C’est l’une des œuvres les plus énigmatiques du XXe siècle. De poème en poème, de nouvelle en nouvelle, d’essais en textes divers et variés, Jorge Luis Borges aura poursuivi toute sa vie un travail d’écriture par petites touches successives, à la manière des peintres pointillistes. Comme pour un tableau, c’est en prenant de la distance que l’on comprend sa production. À sa mort en 1986, Borges a laissé une œuvre foisonnante, féconde, déroutante. Son travail a été si marquant qu’il est aujourd’hui l’un des auteurs les plus cités par les écrivaines et écrivains eux-mêmes. 

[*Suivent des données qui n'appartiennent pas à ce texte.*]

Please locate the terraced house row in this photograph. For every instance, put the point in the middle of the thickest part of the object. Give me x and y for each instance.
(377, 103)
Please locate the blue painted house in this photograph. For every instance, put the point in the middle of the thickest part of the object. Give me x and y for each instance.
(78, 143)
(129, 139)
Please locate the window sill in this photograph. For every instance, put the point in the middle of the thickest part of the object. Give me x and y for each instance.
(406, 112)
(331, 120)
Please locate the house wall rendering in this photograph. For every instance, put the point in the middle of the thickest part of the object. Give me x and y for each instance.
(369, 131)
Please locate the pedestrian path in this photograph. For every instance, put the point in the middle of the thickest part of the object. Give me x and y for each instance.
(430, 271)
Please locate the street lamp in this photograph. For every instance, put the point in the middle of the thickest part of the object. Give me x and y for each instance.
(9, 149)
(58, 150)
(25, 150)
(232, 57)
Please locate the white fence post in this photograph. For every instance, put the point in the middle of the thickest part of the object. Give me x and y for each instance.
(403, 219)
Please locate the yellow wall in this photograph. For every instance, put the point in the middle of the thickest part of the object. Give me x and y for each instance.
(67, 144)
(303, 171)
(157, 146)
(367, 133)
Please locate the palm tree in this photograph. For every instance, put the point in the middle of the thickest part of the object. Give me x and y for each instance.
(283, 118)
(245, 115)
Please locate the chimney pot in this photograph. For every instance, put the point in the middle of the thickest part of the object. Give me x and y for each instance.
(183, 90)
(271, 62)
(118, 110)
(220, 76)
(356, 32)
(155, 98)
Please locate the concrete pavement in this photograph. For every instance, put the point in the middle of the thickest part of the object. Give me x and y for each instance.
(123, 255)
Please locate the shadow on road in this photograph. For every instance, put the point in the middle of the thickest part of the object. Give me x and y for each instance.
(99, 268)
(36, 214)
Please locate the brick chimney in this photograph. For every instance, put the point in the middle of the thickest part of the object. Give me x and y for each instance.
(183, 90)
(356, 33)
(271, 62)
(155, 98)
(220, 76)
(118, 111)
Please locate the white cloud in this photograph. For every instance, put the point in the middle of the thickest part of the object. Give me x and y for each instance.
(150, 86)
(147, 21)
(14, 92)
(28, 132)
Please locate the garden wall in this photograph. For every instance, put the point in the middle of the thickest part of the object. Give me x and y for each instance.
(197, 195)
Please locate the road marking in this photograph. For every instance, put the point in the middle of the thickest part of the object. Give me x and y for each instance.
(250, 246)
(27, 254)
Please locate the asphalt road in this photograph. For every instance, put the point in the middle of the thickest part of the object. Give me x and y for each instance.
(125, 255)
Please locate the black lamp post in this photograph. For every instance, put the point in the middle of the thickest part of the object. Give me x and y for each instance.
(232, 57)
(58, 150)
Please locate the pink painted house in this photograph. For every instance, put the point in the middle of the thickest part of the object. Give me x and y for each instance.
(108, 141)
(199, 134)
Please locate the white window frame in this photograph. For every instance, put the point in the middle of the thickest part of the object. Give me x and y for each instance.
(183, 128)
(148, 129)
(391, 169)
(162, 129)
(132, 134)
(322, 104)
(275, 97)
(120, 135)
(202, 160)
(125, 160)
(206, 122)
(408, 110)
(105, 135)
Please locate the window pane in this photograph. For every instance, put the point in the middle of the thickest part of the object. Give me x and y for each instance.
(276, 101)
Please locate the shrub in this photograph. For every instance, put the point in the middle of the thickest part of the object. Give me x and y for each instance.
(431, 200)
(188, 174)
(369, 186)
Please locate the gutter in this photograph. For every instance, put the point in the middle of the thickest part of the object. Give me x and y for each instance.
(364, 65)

Né en Argentine en 1899, la même année qu’Ernest Hemingway, Borges aura vécu un quart de siècle de plus que l’auteur du Soleil se lève aussi. Toutefois, c’est pratiquement aveugle que le créateur de Fictions et du Livre de sable — ses deux ouvrages majeurs — a traversé une bonne partie de sa vie d’adulte. En 1955, alors que la cécité — mal héréditaire dont son père avait également souffert — l’avait gagné peu à peu, Borges a été promu à la direction de la Bibliothèque nationale de Buenos Aires à l’occasion de l’un de ces coups d’État militaires dont l’Argentine a le secret. Un directeur de bibliothèque aveugle ! C’était le genre d’ironie qui ne pouvait que le ravir. D’autant plus que la fascination qu’exerçaient sur lui les livres était déjà bien ancrée avant qu’il accède à ce poste, qu’il allait conserver pendant près de 20 ans. Après tout, il était l’auteur de « La Bibliothèque de Babel », métaphore de la bibliothèque-univers. On lui offrit aussi dans les mêmes années une chaire de littérature anglaise et américaine à l’Université de Buenos Aires. « La cécité progressive n’est pas une chose tragique. C’est comme un soir d’été qui tombe lentement », dit-il dans Le livre de sable

Une énigme à l’intérieur d’une énigme

« Mon récit sera fidèle à la réalité ou, du moins, au souvenir que je garde de cette réalité, ce qui revient au même », écrit Borges dans « Ulrica », une nouvelle que l’on retrouve dans Le livre de sable. Pour lui, un livre n’est qu’une forme du prolongement de la mémoire et de l’imagination. Cette idée est au cœur de son travail d’écrivain, elle fait partie intégrante de ce qu’il est et, donc, de son style d’écriture. « Le style est une chose simple, disait Virginia Woolf, c’est une question de rythme. Lorsque tu l’as trouvé, tu ne peux pas utiliser les mauvais mots. » Comme bien des choses simples, c’est probablement ce qu’il y a de plus difficile à trouver, et ce n’est qu’en soi qu’on peut le découvrir. Borges abondait dans le même sens quand il affirmait que le plus important dans un livre était « la voix de l’auteur ». 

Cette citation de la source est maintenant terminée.